508 F2d 812 United States v. Dekermenjian
508 F.2d 812
UNITED STATES of America, Appellee,
Razmik Levon DEKERMENJIAN, Appellant.
United States Court of Appeals, Ninth Circuit.
Dec. 23, 1974.
Michael D. Nasatir, Beverly Hills, Cal., for appellant.
Ronald Muntean, Asst. U.S. Atty., Los Angeles, Cal., for appellee.
Before ELY and WALLACE, Circuit Judges, and TURRENTINE,* District judge.
ELY, Circuit Judge:
Dekermenjian, an alien, was convicted of having illegally reentered the United States after having previously been deported. 8 U.S.C. 1326.
Urging reversal Dekermenjian advances four arguments. The most significant pertains to his claim that his original deportation Order was invalid, thus raising the issue as to whether such an Order can be attacked collaterally in the defense of a charge of having violated 8 U.S.C. 1326. The Supreme Court has expressly reserved a resolution of this issue.
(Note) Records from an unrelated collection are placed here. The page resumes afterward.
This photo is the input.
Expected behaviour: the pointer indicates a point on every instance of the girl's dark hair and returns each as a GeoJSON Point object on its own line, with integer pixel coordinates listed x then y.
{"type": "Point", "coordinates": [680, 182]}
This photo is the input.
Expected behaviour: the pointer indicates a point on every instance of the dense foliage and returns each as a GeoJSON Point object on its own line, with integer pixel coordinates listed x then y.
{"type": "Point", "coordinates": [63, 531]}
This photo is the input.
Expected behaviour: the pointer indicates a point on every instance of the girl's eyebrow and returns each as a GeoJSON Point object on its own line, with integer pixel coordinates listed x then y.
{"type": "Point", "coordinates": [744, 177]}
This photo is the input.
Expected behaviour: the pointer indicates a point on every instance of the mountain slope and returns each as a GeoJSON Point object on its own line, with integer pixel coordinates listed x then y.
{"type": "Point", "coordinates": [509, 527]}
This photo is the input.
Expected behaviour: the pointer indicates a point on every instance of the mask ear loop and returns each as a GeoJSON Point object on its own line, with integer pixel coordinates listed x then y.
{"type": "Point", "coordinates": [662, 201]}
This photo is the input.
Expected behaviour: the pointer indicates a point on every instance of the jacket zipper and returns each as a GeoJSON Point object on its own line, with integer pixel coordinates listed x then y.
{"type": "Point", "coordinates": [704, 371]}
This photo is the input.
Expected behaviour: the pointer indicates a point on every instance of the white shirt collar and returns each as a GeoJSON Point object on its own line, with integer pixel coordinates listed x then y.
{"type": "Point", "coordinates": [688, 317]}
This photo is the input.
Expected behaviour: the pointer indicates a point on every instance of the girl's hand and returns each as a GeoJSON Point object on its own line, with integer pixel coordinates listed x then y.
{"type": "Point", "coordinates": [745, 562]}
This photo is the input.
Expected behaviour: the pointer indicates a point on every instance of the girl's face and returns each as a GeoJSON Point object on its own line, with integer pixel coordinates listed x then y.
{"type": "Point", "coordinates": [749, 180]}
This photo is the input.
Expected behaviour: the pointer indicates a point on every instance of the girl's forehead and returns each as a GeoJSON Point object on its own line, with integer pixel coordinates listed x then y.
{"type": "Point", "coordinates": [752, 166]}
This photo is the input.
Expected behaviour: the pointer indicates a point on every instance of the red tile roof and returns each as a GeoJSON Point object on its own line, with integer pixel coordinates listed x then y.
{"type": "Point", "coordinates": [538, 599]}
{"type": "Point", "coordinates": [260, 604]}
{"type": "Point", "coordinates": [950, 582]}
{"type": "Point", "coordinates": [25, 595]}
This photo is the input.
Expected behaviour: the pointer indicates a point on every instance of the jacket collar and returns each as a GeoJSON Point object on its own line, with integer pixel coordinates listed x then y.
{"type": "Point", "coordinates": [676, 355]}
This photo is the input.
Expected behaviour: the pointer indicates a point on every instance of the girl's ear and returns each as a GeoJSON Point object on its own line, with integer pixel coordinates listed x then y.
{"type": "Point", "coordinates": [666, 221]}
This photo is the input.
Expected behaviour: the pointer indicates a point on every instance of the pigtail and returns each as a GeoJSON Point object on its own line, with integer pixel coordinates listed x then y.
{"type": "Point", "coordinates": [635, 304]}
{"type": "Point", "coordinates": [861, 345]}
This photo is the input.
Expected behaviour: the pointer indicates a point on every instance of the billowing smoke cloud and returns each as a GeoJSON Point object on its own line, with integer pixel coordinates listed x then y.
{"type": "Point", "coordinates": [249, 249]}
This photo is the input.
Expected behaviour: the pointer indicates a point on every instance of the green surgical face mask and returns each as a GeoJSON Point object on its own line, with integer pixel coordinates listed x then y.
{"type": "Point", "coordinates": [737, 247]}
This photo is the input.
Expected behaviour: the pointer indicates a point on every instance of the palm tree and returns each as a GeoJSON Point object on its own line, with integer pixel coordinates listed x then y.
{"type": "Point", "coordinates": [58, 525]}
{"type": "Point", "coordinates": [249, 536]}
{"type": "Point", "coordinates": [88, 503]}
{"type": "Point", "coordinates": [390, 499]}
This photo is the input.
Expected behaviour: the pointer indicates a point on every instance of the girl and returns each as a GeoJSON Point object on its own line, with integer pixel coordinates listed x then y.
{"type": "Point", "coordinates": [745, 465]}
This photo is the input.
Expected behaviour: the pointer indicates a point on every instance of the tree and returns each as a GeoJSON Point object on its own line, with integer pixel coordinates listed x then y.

See United States v. Spector, 343 U.S. 169, 72 S.Ct. 591, 96 L.Ed. 863, reh. denied 343 U.S. 951, 72 S.Ct. 1040, 96 L.Ed. 1353 (1952). Decisions of certain Courts of Appeals are in conflict. The Fifth and Tenth Circuits have held that an alien may not, in a criminal action such as here, attack the validity of a prior deportation Order that is regular on its fact. United States v. Gonzalez-Parra, 438 F.2d 694 (5th Cir.), cert. denied 402 U.S. 1010, 91 S.Ct. 2196, 29 L.Ed.2d 433 (1971); Arriaga-Ramirez v. United States, 325 F.2d 857 (10th Cir. 1963). The Courts of Appeals for the Third and Seventh Circuits disagree, reading the word 'deported' in 8 U.S.C. 1326 as meaning 'deported according to law.' United States v. Bowles, 331 F.2d 742, 749 (3d Cir. 1964); United States v. Heikkinen, 240 F.2d 94, 99 (7th Cir. 1957), rev'd on other grounds, 355 U.S. 273, 78 S.Ct. 299, 2 L.Ed.2d 264 (1958); United States v. Heikkinen, 221 F.2d 890, 892 (7th Cir. 1955).
The pertinent law in our Circuit appears unclear. In United States v. Palmer, 458 F.2d 663 (9th Cir. 1972), we held that a collateral attack upon a deportation Order had no merit, but we failed to discuss the basic question of whether the alien had a right to mount a collateral attack. Cf. Pena-Cabanillas v. United States, 394 F.2d 785 (9th Cir. 1968), wherein, at 789, we cited the Third Circuit's Bowles opinion, supra, which, as we have above mentioned, upholds such a right. Cf. United States v. Osuna-Picos, 443 F.2d 907 (9th Cir. 1971) (per curiam), in which, again without discussing the propriety of a collateral attack, we reversed a 1326 conviction because the underlying deportation order had been based on an Attorney General's decision that our Court had overruled.
While we have thought it desirable to emphasize the conflict and to cite the most relevant authority, we have at the same time concluded that it is unnecessary, in the circumstances of this particular case, to issue a definitive ruling on the principle question above discussed. Even should we adopt the rule of the Third and Seventh Circuits, the holding would be of no benefit to Dekermenjian. We find no irregularity in the deportation Order that Dekermenjian claimed to be invalid. It is contended that certain records and memoranda of the Immigration and Naturalization Service were improperly received as evidence in the trial from which this appeal is taken. The claim has no merit, since the documents clearly constituted admissible evidence under the Business Records Act. 28 U.S.C. 1732. It is not necessary, as Dekermenjian argues, that such records should be admissible only if there is a statutory requirement that the Service retain specific types of records. The fact that such records were regularly and routinely kept suffices.1
The alien complains that deportation hearing was held in his absence. This is true, but the record discloses that both he and his representative had been kept fully aware of the deportation proceedings and had been given correct information as to the date of the deportation hearing. When one voluntarily chooses not to attend a deportation hearing which may affect him adversely, he is hardly in a position to complain that an Order made pursuant to the hearing is invalied because of his absence.
Finally, it is argued that the deportation Order in question was invalidated because of a thirteen-month delay in its execution. This argument is undermined by Spector v. Landon, 209 F.2d 481 (9th Cir. 1954).